R53 I agree with you that I need to move on. In fact I had, but seeing him the other day caught me off guard. But yes, I am losing weight and plan to lose more.

by Anonymousreply 54February 5, 2022 2:56 PM

OP, you can keep your step count up at the mall.

by Anonymousreply 55February 5, 2022 8:36 PM

Hahaha. I don't think I will go back to that mall in a hurry. Especially since she was all dolled up and I looked like a grubby potato.

by Anonymousreply 56February 6, 2022 2:41 AM

Fuck her dad or her brother

by Anonymousreply 57February 6, 2022 2:44 AM

Straight men love to talk about their exes as being crazy and desperate. The girlfriend probably thought you were some nutter stalking him and wanted him to put you in your place.

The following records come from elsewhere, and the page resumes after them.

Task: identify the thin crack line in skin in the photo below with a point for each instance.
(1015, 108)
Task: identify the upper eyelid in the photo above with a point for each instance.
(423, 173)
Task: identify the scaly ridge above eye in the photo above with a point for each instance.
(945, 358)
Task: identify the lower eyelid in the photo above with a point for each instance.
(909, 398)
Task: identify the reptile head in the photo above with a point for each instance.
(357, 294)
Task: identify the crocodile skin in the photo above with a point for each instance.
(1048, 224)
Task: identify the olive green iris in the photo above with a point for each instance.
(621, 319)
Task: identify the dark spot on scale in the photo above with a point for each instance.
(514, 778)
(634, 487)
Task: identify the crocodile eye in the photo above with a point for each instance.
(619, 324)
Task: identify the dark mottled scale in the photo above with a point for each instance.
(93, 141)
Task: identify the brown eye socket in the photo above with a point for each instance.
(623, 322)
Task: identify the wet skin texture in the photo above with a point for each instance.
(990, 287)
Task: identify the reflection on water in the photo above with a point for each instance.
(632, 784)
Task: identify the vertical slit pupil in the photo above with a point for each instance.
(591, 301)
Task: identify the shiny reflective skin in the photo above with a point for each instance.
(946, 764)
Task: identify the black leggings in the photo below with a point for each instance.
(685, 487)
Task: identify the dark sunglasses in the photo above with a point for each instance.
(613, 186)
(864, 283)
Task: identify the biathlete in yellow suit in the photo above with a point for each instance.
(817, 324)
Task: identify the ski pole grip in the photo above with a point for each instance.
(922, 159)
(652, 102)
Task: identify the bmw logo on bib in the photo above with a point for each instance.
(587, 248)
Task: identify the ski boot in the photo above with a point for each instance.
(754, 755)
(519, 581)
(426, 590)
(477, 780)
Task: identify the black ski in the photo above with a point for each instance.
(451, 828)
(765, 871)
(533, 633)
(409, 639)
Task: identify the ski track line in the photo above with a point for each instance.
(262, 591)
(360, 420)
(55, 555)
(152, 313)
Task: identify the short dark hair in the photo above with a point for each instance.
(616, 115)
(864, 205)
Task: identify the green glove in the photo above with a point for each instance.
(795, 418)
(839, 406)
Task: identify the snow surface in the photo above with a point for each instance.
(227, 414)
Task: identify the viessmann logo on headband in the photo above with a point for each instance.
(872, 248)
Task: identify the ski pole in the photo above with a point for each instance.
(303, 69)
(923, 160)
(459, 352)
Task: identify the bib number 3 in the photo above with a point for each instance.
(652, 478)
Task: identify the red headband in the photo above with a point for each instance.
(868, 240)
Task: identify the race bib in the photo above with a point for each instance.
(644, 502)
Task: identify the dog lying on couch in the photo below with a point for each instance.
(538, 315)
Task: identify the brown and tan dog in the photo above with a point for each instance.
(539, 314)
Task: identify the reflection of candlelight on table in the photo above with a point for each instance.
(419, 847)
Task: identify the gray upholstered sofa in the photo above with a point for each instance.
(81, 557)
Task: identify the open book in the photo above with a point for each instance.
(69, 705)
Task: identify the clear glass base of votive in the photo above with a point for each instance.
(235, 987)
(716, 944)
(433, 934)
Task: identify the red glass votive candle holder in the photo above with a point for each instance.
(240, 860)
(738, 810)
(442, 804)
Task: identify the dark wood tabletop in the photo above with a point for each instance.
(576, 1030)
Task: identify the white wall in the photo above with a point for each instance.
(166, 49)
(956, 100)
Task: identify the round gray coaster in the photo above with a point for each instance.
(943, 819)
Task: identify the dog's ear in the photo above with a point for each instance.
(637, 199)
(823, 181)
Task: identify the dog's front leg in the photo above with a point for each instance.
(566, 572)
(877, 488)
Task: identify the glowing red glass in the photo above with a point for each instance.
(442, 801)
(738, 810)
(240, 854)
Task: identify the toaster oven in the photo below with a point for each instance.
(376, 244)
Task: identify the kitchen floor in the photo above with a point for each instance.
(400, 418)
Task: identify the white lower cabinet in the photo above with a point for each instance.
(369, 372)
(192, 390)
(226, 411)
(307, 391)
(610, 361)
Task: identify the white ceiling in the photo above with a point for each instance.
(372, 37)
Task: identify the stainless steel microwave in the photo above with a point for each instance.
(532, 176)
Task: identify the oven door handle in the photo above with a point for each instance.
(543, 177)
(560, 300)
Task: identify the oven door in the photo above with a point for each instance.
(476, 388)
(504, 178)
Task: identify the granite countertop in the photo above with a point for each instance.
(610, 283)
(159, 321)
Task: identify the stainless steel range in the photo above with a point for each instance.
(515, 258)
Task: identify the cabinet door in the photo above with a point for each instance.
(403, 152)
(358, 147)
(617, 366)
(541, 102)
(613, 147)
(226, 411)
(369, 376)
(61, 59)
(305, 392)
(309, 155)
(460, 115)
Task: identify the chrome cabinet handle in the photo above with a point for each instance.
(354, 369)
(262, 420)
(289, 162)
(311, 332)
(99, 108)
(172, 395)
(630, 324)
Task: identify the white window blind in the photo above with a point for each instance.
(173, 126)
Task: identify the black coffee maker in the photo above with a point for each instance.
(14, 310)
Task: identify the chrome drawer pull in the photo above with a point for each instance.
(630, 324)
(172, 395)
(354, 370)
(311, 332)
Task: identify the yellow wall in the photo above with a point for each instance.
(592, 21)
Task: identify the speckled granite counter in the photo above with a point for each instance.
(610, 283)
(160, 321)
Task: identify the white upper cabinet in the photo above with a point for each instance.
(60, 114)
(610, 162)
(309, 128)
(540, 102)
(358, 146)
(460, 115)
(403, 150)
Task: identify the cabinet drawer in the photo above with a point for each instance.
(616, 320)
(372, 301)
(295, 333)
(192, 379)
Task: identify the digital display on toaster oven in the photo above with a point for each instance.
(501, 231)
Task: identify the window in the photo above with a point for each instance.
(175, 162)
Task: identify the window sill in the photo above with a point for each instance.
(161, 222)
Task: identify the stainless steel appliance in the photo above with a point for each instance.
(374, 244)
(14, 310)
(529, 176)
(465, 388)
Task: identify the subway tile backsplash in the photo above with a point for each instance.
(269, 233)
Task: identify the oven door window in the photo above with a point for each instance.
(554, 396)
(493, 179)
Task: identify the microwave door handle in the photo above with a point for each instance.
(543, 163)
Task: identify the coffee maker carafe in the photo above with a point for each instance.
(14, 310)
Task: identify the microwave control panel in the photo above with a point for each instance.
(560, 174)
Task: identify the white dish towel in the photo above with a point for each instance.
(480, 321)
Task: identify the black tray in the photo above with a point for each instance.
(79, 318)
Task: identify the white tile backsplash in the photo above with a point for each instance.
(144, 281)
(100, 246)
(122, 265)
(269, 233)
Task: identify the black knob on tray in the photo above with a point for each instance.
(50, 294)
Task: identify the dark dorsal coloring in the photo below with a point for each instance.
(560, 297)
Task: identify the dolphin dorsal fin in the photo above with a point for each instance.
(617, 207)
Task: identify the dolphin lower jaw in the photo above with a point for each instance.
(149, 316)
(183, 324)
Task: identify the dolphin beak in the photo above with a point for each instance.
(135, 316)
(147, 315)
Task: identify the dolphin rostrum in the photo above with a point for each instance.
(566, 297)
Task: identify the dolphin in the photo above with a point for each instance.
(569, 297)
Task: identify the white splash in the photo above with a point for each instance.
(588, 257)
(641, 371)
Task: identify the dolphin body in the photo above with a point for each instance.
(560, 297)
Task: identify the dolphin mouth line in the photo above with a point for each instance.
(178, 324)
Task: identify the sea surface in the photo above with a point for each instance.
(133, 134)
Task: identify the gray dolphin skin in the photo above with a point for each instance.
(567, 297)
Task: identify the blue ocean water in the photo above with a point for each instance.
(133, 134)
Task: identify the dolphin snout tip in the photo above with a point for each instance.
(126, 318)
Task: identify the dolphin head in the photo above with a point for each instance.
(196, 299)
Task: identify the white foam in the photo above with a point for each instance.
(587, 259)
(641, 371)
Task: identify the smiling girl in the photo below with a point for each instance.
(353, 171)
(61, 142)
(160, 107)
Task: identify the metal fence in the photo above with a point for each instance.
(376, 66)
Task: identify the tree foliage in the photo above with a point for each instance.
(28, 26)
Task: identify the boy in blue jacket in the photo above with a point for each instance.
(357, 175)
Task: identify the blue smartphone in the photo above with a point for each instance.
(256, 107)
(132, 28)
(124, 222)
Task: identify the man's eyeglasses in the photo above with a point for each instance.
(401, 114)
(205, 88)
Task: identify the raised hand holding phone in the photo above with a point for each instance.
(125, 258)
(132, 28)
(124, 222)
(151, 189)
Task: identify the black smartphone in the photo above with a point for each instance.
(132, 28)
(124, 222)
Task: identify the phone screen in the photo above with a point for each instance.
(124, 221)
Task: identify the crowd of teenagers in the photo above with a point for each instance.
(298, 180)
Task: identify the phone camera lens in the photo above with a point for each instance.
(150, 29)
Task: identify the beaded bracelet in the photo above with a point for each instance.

by Anonymousreply 58February 6, 2022 2:50 AM

You've been to the mall more in this story than I have in 5 years.

by Anonymousreply 59February 6, 2022 3:00 AM

The male perspective is the going ons and concerns of housefraus such as yourself OP are of little to no interest to anyone with active and engaged brain cells.

by Anonymousreply 60February 6, 2022 3:10 AM

OP There are still malls? Doesn’t Amazon use them as parking lots for its delivery trucks?

by Anonymousreply 61February 6, 2022 3:25 AM

What did you buy at that mall while you were there? What fabulous stores did you visit or labels did you purchase that helped you forget about your ex and to look superior to the tramp he's with now??!

by Anonymousreply 62February 6, 2022 3:46 AM

[quote]I looked up and saw my ex hanging his head.

Was he this whipped when you were dating him?

by Anonymousreply 63February 6, 2022 3:57 AM

[quote]Hahaha. I don't think I will go back to that mall in a hurry. Especially since she was all dolled up and I looked like a grubby potato.

This reinforces what I was thinking. Not to hurt your feelings OP, but it seems possible that she was giving your ex a hard time because you're not as attractive as she is, and maybe she's insecure about his exes in general and she used seeing you as an opportunity to embarrass him by mocking him for having been involved with you. It made her feel superior in comparison, but jealous-type people often remain jealous even when there's no threat or nothing to even be jealous of.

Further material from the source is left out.